How "Gene Doping" Could Create Enhanced OlympiansRick Lovett for National Geographic News August 14, 2008 Although China has aggressively tested athletes at the Beijing Olympics for performance-enhancing drugs, no case of so-called gene doping has yet been detected.
But experts say Oympic athletes may soon be able to genetically enhance their muscles to be faster, stronger, and better able to recover after workouts—if they aren't already.
Gene doping uses techniques similar to gene therapies developed to treat muscle-wasting diseases, such as muscular dystrophy.
Injected into an athlete, a harmless virus could carry a performance-enhancing gene and splice it into a muscle cell, said Theodore Friedmann, a gene therapy researcher at the University of California, San Diego (quick genetics overview ).
A synthetic virus called Repoxygen, for example, has been used this way in animal tests to insert a gene for erythropoietin (EPO), a hormone that tells the body to make more red blood cells, which carry oxygen to muscles.
EPO is important in the treatment of anemia, and it's also a favorite doping agent for cyclists, runners, and cross-country skiers.
Athletes are well aware of Repoxygen's potential: A German coach was accused of trying to obtain it before the 2006 Winter Olympics.
Gene-doping may also work by modifying genes that are already in an athlete's cells but whose functioning he or she might want to control.
It's not a new concept. Many ordinary drugs can have this effect, as can daily activities.
"Training and athletic workouts probably do their work at least partly by modifying the expression of genes," Friedmann said.
A few years ago it was believed that wholesale gene doping was just around the corner. But clinical trials of legitimate gene-therapy methods have run into hitches.
"There have been deaths," Friedmann said.
And an otherwise successful attempt to cure severe combined immunodeficiency disorder—the so-called bubble-baby syndrome—was halted when some of the children developed leukemia.
Also the gene-therapy viruses that might lend themselves to cheating don't work as easily as had been hoped.
The problem is that the human immune system tries to fight them off, said H. Lee Sweeney, a physiology professor at the University of Pennsylvania.
"That's caused most of the trials to stop," Sweeney said.
In future tests patients may have to be hospitalized during treatment, with their immune systems suppressed.
"I'm not sure an athlete is going to be willing to be put in the hospital for six weeks right in the middle of their training," Sweeney said.
Less ambitious forms of gene doping may be right around the corner, though.
Dispensing with the troublesome virus-based delivery system, this type of doping would inject "naked" DNA directly into a muscle.

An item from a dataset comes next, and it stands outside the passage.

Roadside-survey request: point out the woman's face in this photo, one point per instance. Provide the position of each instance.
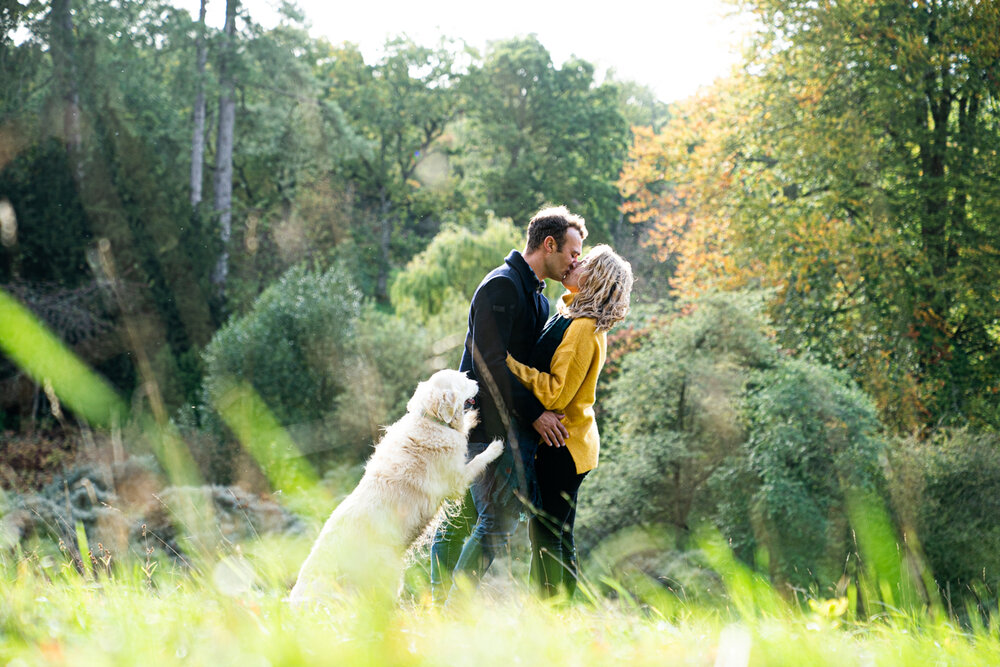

Nearby cells would take up some of the DNA, and if that DNA controls an important hormone, like EPO or human growth hormone (HGH), it might be enough to do the job.
It's not so different from injecting EPO or HGH directly, but it would save money, because it would only have to be done once.
"You could probably get a molecular-biology major to make it for you for a couple hundred dollars," Sweeney said.
Testing for this type of doping would be easy, though, since the athlete's body would still carry too much of the hormone.
Testing for full-blown gene doping will be more difficult. Just be safe, the International Olympic Committee is hanging on to Olympians' genetic samples for eight years, in case testing methods catch up with currently indetectable doping methods.
For its part, the World Anti-Doping Authority is working on a test to determine the expression of all 25,000 of the human body's genes, looking for abnormal patterns, said the University of California's Friedmann, who chairs the agency's genetics panel.
But sports authorities may eventually have to accept gene doping as a fact of life, scientists say.
The same techniques that could create superathletes will likely also help ordinary people stay fitter and healthier.
"I think [gene therapy] will change the way we all live and how health care treats the average person," the University of Pennsylvania's Sweeney said.
"You can't legislate it out of sport, because you'd be depriving people of a standard of care."